Desde que volví al caldo de Buenos Aires tanteo mucho por
whatsapp, escupo telarañas que por el momento se deshacen en el aire porque
como siempre sostuve, los mensajes del amor patinan mejor sobre el frío de
los inviernos. La gente en febrero anda muy ensimismada y yo me quedo afuera
porque ese proceso ya lo hice, ahora quiero salir a la cancha y saludar a mi
gente.
Esta mañana vino Alejo a tomar el desayuno. Cayó con unos
sándwiches de miga malísimos porque eran de morrón y huevo y dijo que en la
panadería se le nubló la mente y pidió cualquier cosa, suele pasar, antes,
cuando iba al cine, para calmar la ansiedad, compraba esas gomitas surtidas y
carísimas que venden al lado del pochoclo y después ni las tocaba porque son
incomibles. Ahora dejé el azúcar. Y el alcohol, y la Coca. También dejé el pan
y y el frito. Como contrapeso fumo más que nunca, empecé con algo
temible que es fumar dos seguidos, prender el segundo con la última brasa del
primero. En la escala de Roma-Buenos Aires estuve tres horas varado en el
aeropuerto de Madrid y como caí directamente en la zona de embarque no podía
fumar en ningún lado. Terminé en el baño, una imagen tristísima, arrodillado
sobre el inodoro como si estuviera por vomitar pero en vez de eso largaba todo
el humo de cada pitada y tiraba la cadena varias veces para que no sonara la
alarma de incendio. Cuando salí del cubículo hice algo que voy a adoptar para
toda mi vida: un tipo que estaba atrás mío me llamó, disculpe
caballero, y no me dí vuelta, caballero disculpe, pero seguí caminando hasta mi
puerta de embarque donde había dejado la valija.
Entonces entendí que ya no tengo que darme vuelta para nada.
Ahora escucho a Larralde all day long, sólo al barba y también un poco a
Zitarrosa, y no me surge girar la cabeza porque todas mis ex nunca quisieron
escucharlos conmigo.

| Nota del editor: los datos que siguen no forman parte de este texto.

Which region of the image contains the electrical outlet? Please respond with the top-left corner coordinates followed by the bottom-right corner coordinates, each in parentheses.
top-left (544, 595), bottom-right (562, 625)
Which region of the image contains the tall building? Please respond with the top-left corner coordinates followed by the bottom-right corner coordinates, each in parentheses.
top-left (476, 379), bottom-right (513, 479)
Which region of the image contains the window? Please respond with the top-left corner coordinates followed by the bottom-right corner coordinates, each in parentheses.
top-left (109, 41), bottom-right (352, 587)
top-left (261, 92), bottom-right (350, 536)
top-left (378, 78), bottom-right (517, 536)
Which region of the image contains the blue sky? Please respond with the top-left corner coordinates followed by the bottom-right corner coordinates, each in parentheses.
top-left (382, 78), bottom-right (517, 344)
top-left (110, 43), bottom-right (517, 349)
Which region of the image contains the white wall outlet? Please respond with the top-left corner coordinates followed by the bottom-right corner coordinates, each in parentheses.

Y porque hablan del hombre, del campo, del alma…no se pajean
con tanta melancolía.
¿Existirá un título más hermoso para una canción que Porque
aprendí a florecer? “Porque aprendí a
florecer me duelen tantas heladas”. Larralde te liquida.
Pero no voy a dejar de fumar. Como leí una vez en otro aeropuerto, los cigarrillos son los signos de puntuación de la vida. Así
de necesarios. Esta mañana intercalamos varios con el café negro mientras Alejo
me contaba que en enero acabó una noche con una flaca en el balcón de su casa y “de
golpe a la mina se le vencieron las rodillas”, se desmayó por completo, la tuvo
que entrar a upa como un bombero y la acostó en su cama, y la historia
terminaba super bien y yo anotaba todo mentalmente para incluirlo en el cuento
que estoy escribiendo sobre él y que tengo estancado hace ya año y medio. De
fondo caía un diluvio parejo, una cortina gris que tapaba por completo los
edificios del otro lado del pulmón. Yo me sentía bien y Alejo estaba asombrado
de que me hubiera levantado a las ocho. Cambié mis horarios, le expliqué, y me
dijo que era imposible cambiar algo que nunca se tuvo. Me reí, tenía razón.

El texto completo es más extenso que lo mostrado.